Some of the works are created by simply letting sunbeams shine through his crystal lens here in my studio. Light penetrating the glass creates a spacious image, an outcome that could be identified as an eye, a tunnel, one microscopic bacteria etc….
CM: In your current exhibition at Edel Assanti one image you have sourced and carefully re-presented as a photogravure is of a female patient with shocking and painful looking skin disease; a nearby portrait of an antique wax 'moulage' made from the face is exquisitely rendered down to the inclusion of eyelashes. They feel visceral but also uncannily serene at the same time, perhaps in a way reminiscent of your previous Car Crash Studies. What did it feel and look like working with all these archival images and masks, documenting so much trauma but also hope?
NH: What I think is interesting about these portraits of women, is that they are sitting in their nicest clothes, while the purpose of the photograph was for the research of the disease. Yes, the photographs show a certain serenity, but also a beauty that can be depicted underneath the disease. A confrontation within the silence of the portrait and the fight against the disease.
CM: Moving around the exhibition, the images you created with Finsen's archive are interspersed with black and white images of the sun. Could you tell us a bit more about the creation of these pieces?
NH: These images of the sun are all produced by different uses of the photographic medium. It shows different perspectives of what the sun has to offer us. The beauty within it, its nourishing aspect but also the burning sensation. This last idea can be depicted through the portraits of the patients, since the surface of the diseased skin has similarities with the surface of the sun. The way I have chosen to install them is also significant. By giving them different sizes and different white borders around the image, the floating sun is put into perspective in a straight line, in a framework of all different sizes. That way you get multiple suns (12 suns, 9 at the show), a form of a musical harmony.

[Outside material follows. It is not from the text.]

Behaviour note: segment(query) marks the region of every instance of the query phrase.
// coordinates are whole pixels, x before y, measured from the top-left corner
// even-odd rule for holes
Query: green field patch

CM: Three small abstract works at the entrance of the exhibition introduce the only colour in this otherwise monochrome exhibition. How were these works made?

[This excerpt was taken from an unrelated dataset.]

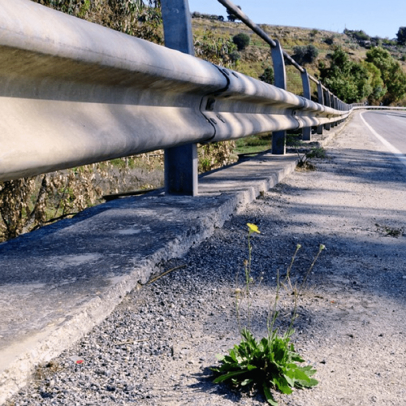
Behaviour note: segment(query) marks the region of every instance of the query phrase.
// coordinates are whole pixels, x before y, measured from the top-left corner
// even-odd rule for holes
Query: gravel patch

NH: The three colour works were all made from surfaces from Finsen's light machine. The blue magenta work shows the surface of a UV light filter made of copper sulfate molded into glass, through which the scratches in the surface makes it possible to see the parts of the colour spectrum. The yellow piece is also the surface of a UV filter - Finsen used to rule out other rays than the UV - and the last work is sunlight that has broken through Finsen's gathering apparatus, representing a projection of 'light break' from a prism.

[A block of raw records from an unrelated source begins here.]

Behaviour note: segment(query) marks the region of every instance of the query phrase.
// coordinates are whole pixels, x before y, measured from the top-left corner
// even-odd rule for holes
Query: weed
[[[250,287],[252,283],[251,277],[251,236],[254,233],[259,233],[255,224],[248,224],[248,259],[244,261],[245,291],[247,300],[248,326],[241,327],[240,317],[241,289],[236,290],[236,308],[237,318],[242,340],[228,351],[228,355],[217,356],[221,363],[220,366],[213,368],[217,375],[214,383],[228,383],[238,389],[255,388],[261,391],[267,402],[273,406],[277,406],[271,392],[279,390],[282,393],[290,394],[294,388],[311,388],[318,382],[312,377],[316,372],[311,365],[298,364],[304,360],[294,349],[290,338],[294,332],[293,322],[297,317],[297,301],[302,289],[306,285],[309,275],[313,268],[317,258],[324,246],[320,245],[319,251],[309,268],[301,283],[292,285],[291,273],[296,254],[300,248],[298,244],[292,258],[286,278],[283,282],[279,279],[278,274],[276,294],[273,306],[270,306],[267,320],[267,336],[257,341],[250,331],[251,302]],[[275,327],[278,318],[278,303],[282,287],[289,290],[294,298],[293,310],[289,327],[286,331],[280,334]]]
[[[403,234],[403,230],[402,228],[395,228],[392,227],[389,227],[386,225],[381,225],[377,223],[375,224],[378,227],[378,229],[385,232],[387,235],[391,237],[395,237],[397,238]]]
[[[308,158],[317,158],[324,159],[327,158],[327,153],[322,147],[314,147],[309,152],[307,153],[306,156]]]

CM: Moving from micro observation of light, through our own haptic human scale, to the macrocosm of space and stars, there are feelings evoked in your present work which are reminiscent of your previous series Endings. These patients will have eventually passed on, regardless of suffering or cure, while the sun continues to shine on in oblivion to humankind and its medical advances. These thoughts transcend the visual, and have remained with me ever since. Congratulations on this exhibition, and I would love to know what you may be inspired to work on next.
NH: I am glad that you see a connection between my work with Endingsand Light Break. It's obviously two very different works, both of which, however, have a starting point in an existential understanding of life and death, light and darkness. Overall, I am very interested in putting together the abstract and concrete, which summarizes my projects in general.
What I am working on now is open, so it's hard to concretise the work yet, but I'm still working on my most recent work with light and Finsen's study of light. A publication is planned later this year.